Today, the bulk of revenue stems from original content. Hullum says they try to make sure all products have at least two income streams and they don’t like to rely on unpredictable YouTube ad revenues. For example, the weekly Rooster Teeth podcast – where staff discuss movies, video games and upcoming projects – earns money through a premium subscription service for livestream access, integrated ads that air during the show, YouTube ads when the show becomes available there and merchandise. The podcast gets hundreds of thousands of YouTube views and a new episode of a Rooster Teeth show often sees 1 million or more.

To understand the fan loyalty that’s driven Rooster Teeth’s decade-long success, it’s helpful to talk to 25-year-old community manager Barbara Dunkelman. She began watching Red vs. Blue when she was 14, and from there Rooster Teeth became a major part of her social life. She’d go on the Rooster Teeth website before school, sometimes during school, and then at night often she’d stay online until three a.m interacting with other members, hosting chats, posting journals, commenting – about half the conversation was specifically about Rooster Teeth, she says, but the other half was just socializing.

“I was always kind of nerdy, interested in video games and that kind of culture,” she says. “And the Rooster Teeth community is extremely open and welcoming. Some of my best friends to this day are people I met on the website.”

Dunkelman was one of the most prominent community members, so when Rooster Teeth was looking for a community manager, they offered her the job and sponsored her work visa (she’s Canadian). In addition to marketing and social media, Dunkelman also plays the voice of Yang Xiao Long, one of the main characters on RWBY, the company’s Americanized anime, now one of its biggest shows. Soon, her character will have its own action figure. She’s gone from fan to having fans: She has 180,000 Twitter followers.

Rooster Teeth is fairly unique.

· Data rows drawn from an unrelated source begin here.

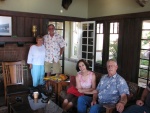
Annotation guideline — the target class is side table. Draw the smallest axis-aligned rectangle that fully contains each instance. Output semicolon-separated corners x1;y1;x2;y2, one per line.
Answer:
46;80;70;104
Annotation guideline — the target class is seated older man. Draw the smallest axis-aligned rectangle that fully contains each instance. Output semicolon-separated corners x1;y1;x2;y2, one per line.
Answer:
123;83;150;113
77;60;129;113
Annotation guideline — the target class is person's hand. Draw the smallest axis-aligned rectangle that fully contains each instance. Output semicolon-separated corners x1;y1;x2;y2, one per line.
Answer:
91;100;96;106
29;64;32;69
136;100;144;106
116;102;124;113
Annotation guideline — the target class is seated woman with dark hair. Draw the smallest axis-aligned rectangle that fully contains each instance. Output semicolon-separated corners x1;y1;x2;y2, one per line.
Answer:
123;83;150;113
62;59;96;111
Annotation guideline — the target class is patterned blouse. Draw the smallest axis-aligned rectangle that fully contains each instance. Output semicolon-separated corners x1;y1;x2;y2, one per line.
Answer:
96;74;129;104
43;33;65;63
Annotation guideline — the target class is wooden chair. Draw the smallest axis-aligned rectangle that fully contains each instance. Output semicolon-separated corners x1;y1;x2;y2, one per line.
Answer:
2;61;28;104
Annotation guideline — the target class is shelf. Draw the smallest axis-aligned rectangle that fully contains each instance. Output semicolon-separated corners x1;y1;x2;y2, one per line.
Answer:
0;37;35;43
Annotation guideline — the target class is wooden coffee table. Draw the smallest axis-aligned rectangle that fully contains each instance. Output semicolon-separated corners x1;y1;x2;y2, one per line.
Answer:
9;95;44;113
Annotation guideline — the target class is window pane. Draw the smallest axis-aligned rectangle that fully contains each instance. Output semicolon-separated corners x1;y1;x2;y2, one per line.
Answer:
114;23;119;33
142;30;150;39
140;50;150;59
56;30;63;36
141;40;150;49
139;69;148;79
96;23;104;64
56;22;63;29
138;20;150;85
96;34;103;64
110;23;114;33
140;59;149;69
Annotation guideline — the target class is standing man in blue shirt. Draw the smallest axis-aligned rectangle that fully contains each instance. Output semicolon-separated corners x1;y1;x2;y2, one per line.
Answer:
77;59;129;113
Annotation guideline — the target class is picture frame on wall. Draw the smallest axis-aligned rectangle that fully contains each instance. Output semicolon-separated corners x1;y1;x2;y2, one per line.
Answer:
0;16;12;36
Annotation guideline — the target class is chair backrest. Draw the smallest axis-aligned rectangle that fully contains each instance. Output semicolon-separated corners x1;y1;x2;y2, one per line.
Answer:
2;61;25;86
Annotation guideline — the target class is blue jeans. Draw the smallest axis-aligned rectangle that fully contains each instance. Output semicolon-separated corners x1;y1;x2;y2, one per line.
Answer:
122;105;150;113
77;96;105;113
31;65;45;87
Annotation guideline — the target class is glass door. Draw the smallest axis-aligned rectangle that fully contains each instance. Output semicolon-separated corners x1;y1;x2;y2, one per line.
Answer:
81;21;95;71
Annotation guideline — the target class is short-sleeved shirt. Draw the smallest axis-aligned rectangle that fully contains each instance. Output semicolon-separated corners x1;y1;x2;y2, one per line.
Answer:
96;74;129;104
43;33;65;63
27;45;45;65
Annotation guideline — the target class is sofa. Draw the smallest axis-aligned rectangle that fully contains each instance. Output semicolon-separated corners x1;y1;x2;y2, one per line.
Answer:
58;73;143;113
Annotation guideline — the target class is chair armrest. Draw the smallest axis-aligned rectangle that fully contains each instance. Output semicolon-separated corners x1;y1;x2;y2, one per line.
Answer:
58;81;70;101
103;104;116;113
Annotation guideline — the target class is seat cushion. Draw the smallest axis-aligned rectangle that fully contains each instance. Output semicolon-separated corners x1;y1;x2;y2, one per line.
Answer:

Hullum says he knows or three- or four-man teams, but nothing that rivals the scale of Rooster Teeth for the kind of content it produces.

It helped that they were early movers. When the first Red vs. Blue episodes came out, YouTube didn’t exist. Much of their original website was devoted to explaining how to watch a video with a computer. If there’s a key to Rooster Teeth’s success – aside from creating entertainment that inspires fan devotion – it’s unwavering commitment to the online sphere. Hullum knew from experience how slow Hollywood works and how big studio money can dilute an original idea.

“We’ve seen so many groups all try to go for the movie or TV show, go the traditional route,” he says, “and in doing so abandon their original fan base, then when it doesn’t work out, it’s hard or impossible to rebuild.”